London, United Kingdom: Ukraine’s President Volodymyr Zelensky arrived in Britain on Monday to meet Prime Minister Rishi Sunak, who pledged “hundreds” of both air-defence missiles and long-range attack drones to fend off Russia’s invasion.
Zelensky’s arrival, confirmed by the UK government, comes after he secured fresh promises of military aid during weekend visits to France and Germany ahead of a widely expected counter-offensive against Russia.
“The UK is a leader when it comes to expanding our capabilities on the ground and in the air,” Zelensky tweeted before meeting Sunak at the prime minister’s country retreat of Chequers.
“This cooperation will continue today. I will meet my friend Rishi. We will conduct substantive negotiations face-to-face and in delegations,” he said.
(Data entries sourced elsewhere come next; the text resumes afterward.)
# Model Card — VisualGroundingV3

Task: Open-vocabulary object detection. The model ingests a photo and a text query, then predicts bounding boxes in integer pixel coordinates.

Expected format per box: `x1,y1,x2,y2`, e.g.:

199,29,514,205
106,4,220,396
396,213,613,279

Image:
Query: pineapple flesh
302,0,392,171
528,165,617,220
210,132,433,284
Sunak noted that the talks were taking place in the buildup to a Council of Europe leaders’ meeting in Iceland — which Zelensky will address by video — and a G7 summit in Japan.
“This is a crucial moment in Ukraine’s resistance to a terrible war of aggression they did not choose or provoke,” the prime minister said in a statement.
“We must not let them down,” he said.
“The frontlines of (President Vladimir) Putin’s war of aggression may be in Ukraine but the fault lines stretch all over the world,” he continued.
“It is in all our interest to ensure Ukraine succeeds and Putin’s barbarism is not rewarded.”
At Chequers, Sunak will confirm “the further UK provision of hundreds of air-defence missiles and further unmanned aerial systems including hundreds of new long-range attack drones with a range of over 200 km” (125 miles), the UK statement said.
“These will all be delivered over the coming months as Ukraine prepares to intensify its resistance to the ongoing Russian invasion.”
The latest shipment comes after Britain last week become the first Western country to offer long-range cruise missiles to Ukraine, with its Storm Shadow rockets.
Britain is the second-largest provider of military assistance to Ukraine after the United States, and has added combat flight training to its programme of help, though not fighter jets.